Canada has banned marijuana possession since 1923 and allowed medicinal use since 2001. It is the second country in the world to fully legalize marijuana, the first being Uruguay in South America.
Justin Trudeau told a news conference that to give the provinces time to prepare fully, including setting up online sales and physical stores, improving distribution and regulatory mechanisms, and getting things right, legalization of marijuana is scheduled for October 17, 2018.
Canada's justice minister, Jody Wilson-Raybould, said it was a historic bill, but stressed that non-medicinal marijuana was still illegal until the official date of full legalization.
When the legalization act takes effect, Canadian adults will be able to buy marijuana or sesame oil at qualified stores, hold up to 30 grams of dried marijuana in public, or grow up to four POTS of pot at home. The legal age to buy marijuana is 18 under federal rules, but some provinces have them as 19. The penalty is up to 14 years in prison for the illegal sale of marijuana to teenagers.
In addition, all cannabis packaging must be very simple, with harsh health warnings. Edible marijuana products will not be allowed for at least a year.
Many expect a lot of bumps in the road. Additional legislation aimed at enforcing the law on alcohol or drug use is pending in the Senate. It is also a question of whether those convicted of illegal marijuana possession in the past will be granted amnesty; How to protect the rights of people who do not use marijuana and make sure that teenagers stay away from the temptation of marijuana, more attention.

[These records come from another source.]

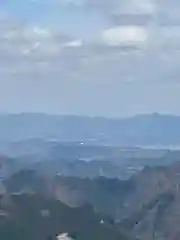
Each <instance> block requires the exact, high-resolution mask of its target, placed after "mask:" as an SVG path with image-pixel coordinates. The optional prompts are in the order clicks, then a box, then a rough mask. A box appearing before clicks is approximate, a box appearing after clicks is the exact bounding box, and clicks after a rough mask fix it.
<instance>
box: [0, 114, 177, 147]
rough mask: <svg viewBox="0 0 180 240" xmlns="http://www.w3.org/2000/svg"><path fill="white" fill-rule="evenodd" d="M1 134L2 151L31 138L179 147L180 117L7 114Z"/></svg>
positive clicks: (3, 115) (1, 144)
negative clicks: (4, 149)
mask: <svg viewBox="0 0 180 240" xmlns="http://www.w3.org/2000/svg"><path fill="white" fill-rule="evenodd" d="M0 132H1V136H0V142H1V148H3V145H4V147H5V145H6V144H7V143H10V142H13V141H22V140H25V139H31V138H43V139H55V140H57V141H60V142H84V143H88V144H89V143H91V144H107V145H109V144H111V145H121V146H136V145H142V146H149V145H153V146H159V145H165V146H166V145H179V142H180V117H178V116H171V115H159V114H152V115H138V116H135V117H132V118H126V119H107V118H102V117H93V118H91V117H83V116H56V115H45V114H31V113H24V114H7V115H1V116H0Z"/></svg>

Most countries, with the exception of Canada and Uruguay, have banned marijuana altogether, but in recent years it has been decriminalized in some places. The British government recently said it would review the use of medicinal marijuana.
Medicinal marijuana is now legal in 14 European countries, Israel, Argentina, Puerto Rico, Panama, Mexico, Turkey, Zambia, and Zimbabwe.
Medical marijuana is permitted in Washington and 29 states, nine of which allow both medical and personal use.
Countries such as Spain, the Netherlands, Portugal, Slovenia, Jamaica, Chile, Peru, Colombia, Ecuador, and Luxembourg have legislated to ease personal use.